Né en Algérie, pays dont il porte en lui les paysages, les souvenirs et les cicatrices, il vit aujourd’hui en France, ce qui lui confère une perspective singulière sur les questions d’exil, d’identité et de transmission. Son œuvre se distingue par cette capacité à mêler étroitement les mots et les images, non pas comme de simples illustrations, mais comme deux langages qui s’enrichissent mutuellement pour donner corps à une mémoire à la fois intime et collective.

Dans Ce pays d’où tu viens & Les galets de l’oubli, publié en 2025 aux éditions d’en bas, Salah Oudahar propose un recueil construit en deux temps, deux cycles poétiques qui se répondent et se complètent. Le premier, Ce pays d’où tu viens, est un retour à l’enfance et à la terre natale, marqué par la lumière méditerranéenne mais aussi par les ombres portées de la guerre et de la violence. Le second, Les galets de l’oubli, adopte une tonalité plus méditative et minérale, où les galets deviennent métaphores d’une mémoire qui résiste à l’effacement et au silence.

À travers ce double mouvement, le poète explore non seulement les blessures historiques, la guerre, la dépossession, la douleur des absents, mais aussi la force de résilience, la nécessité de transmission et la promesse d’un avenir possible. Son lyrisme oscille entre l’éclat du cri et la douceur du murmure, entre la fracture du passé et l’élan vital qui cherche à se réinventer. En mêlant la poésie à la photographie, il invente un espace de rencontre où le visible et l’invisible, le dit et le non-dit, se conjuguent pour former une mémoire vivante, toujours ouverte à la réinterprétation et à la renaissance.
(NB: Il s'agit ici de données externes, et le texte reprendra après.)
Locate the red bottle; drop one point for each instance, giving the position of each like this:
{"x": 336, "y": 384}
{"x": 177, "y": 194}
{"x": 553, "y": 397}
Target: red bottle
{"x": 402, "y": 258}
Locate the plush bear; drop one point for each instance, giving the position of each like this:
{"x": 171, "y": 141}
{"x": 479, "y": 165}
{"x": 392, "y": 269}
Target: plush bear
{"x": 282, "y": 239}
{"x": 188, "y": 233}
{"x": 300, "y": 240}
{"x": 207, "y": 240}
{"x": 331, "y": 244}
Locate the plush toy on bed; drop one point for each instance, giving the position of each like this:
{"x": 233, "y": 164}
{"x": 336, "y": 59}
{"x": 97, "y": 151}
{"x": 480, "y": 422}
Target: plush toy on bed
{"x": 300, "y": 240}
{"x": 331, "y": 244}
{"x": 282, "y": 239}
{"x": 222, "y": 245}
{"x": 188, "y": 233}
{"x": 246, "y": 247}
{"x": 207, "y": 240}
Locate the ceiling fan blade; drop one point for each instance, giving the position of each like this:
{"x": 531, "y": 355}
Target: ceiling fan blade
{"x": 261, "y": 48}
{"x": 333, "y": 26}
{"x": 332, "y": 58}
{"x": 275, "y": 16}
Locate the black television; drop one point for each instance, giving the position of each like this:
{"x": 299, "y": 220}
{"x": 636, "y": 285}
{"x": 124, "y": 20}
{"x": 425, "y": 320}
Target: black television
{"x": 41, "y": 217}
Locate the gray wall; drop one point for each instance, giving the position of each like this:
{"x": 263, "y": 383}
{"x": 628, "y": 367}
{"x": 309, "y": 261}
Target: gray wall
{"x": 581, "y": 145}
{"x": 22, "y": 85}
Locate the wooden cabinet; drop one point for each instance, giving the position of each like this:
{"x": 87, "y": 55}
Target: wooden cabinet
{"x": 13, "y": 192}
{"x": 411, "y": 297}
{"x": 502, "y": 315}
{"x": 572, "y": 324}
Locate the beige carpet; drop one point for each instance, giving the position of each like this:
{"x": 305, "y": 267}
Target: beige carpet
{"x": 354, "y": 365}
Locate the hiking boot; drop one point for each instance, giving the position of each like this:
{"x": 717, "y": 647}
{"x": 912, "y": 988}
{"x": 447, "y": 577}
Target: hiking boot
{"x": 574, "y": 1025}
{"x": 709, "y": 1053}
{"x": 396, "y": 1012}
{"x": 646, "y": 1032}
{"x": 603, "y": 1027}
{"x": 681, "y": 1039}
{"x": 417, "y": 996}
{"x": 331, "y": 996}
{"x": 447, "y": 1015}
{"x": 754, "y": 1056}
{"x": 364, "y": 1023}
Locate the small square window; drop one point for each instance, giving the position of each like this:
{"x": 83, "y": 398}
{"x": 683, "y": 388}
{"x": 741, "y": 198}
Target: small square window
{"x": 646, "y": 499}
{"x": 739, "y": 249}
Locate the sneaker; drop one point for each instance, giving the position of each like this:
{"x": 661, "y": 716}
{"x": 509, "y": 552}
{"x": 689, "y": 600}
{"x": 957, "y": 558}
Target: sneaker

Ainsi, l’œuvre de Salah Oudahar ne se limite pas à une élégie du passé : elle s’affirme comme un acte de résistance poétique, une invitation à se souvenir sans se laisser enfermer, à dire l’indicible et à faire de la mémoire un levier pour la dignité et la liberté.

Salah Oudahar porte en lui un héritage qui nourrit son art et son engagement. Mais son propos dépasse largement le cadre national : il aborde des thèmes universels, tels que la perte, l’exil, la quête de justice, et l’urgence de la transmission. Dans cet échange, il partage avec nous ses réflexions sur le rôle fondamental de la création face à l’oubli, cet ennemi silencieux qui menace d’effacer non seulement les événements du passé, mais aussi les voix et les identités qui leur sont associées.

Le Matin d’Algérie : Votre livre mêle poésie et photographie dans un dialogue très intime. Comment est née cette volonté de faire coexister ces deux langages, et comment travaillez-vous leur articulation ?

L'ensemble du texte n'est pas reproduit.